Although most menstruators experience mild painful cramps, about 10% of them experience severe pain and cramping during their periods. Dysmenorrhea is classified into two types, primary and secondary. Primary dysmenorrhea is observed in the late 20s where the pain is persistent and severe. Secondary dysmenorrhea is observed as an underlying cause of the reproductive disorder. In this condition, the pain gets worse over time. However, common painful cramps are to most menstruators. These cramps can last up to three days with the same
severity consistently. They are treatable but are equally important to get them checked. Some causes for painful cramps can also be a result of non-cancerous growth called uterine fibroids, endometriosis. Additionally, sexually transmitted bacteria can cause pelvic inflammatory disease.
In a conversation about menstrual disorders with a Gynecologist, Dr. Vasanthi. She said, “Amidst the pandemic, there has been an increase in menstrual disorders. Young menstruators are presenting with irregular periods like amenorrhea. There are older menstruators with perimenopausal stages presenting with heavy periods like menorrhagia. The limited movement and poor eating habits have an adverse effect on menstruators. Even those with regular cycles are now facing irregularity. Another important point for irregularity is stress. Often the causes are a combination that results differently in each menstruator. The diagnosis of these varies from person to person. Most of the time, menstruators only visit when things have crossed 6 months.”

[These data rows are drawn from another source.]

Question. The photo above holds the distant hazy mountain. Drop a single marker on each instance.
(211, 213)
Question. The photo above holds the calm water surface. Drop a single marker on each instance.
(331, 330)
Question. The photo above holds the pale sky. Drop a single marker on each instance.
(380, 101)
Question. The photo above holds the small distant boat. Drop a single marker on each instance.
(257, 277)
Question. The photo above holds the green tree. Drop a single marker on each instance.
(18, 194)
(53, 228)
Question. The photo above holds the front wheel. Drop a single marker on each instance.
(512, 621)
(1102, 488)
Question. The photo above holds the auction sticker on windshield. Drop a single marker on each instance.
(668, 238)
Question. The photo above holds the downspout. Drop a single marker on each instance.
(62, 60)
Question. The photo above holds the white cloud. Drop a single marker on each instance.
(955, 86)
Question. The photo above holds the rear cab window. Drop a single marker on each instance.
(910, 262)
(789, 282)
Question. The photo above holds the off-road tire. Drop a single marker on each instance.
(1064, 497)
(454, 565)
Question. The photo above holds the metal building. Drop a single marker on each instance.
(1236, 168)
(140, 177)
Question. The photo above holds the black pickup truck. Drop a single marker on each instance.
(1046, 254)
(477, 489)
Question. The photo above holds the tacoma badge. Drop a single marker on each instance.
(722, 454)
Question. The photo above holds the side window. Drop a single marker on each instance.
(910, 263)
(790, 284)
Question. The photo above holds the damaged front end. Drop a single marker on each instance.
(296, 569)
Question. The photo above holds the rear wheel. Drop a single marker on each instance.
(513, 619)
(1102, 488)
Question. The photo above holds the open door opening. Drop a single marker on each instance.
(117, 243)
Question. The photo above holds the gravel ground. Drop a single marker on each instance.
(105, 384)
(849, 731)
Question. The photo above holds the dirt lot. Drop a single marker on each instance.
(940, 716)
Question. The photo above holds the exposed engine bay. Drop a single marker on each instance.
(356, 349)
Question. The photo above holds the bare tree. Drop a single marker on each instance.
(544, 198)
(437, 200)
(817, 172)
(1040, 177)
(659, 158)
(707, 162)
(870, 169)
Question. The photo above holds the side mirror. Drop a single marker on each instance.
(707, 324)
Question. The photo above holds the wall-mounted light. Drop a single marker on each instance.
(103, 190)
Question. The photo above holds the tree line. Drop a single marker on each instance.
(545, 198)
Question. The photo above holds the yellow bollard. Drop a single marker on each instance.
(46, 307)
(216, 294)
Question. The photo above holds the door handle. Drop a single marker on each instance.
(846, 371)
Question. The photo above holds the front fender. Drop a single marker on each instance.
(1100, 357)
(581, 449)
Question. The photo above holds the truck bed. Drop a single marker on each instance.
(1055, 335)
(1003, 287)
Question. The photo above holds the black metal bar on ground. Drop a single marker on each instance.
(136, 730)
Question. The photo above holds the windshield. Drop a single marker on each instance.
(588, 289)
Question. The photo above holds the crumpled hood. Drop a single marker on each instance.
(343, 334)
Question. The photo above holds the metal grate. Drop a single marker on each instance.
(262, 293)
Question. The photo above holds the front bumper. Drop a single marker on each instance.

There is a gaping lack of information about menstrual issues and seeking help. Rural menstruators have a more need to be educated than the urban menstruators. Educating about menstrual issues will help improve their health-seeking behavior about menstrual abnormalities. Menstruation has not only been a medical but a social problem for menstruators for decades now. Amidst all the social issues, non-binary menstruators have been observed to suffer severely in India. The stigma associated with them has made it inaccessible to basic information and support.
Dr. Vasanthi added, “There is a lack of awareness in both rural and urban areas about this. Both the areas of menstruators come with concerns of infertility rather than menstrual health. The awareness of what is normal for each menstruator and what are the warning signs are a bigger issue. There is so much stigma around disorders being incurable that it has stopped a lot of them from seeking help.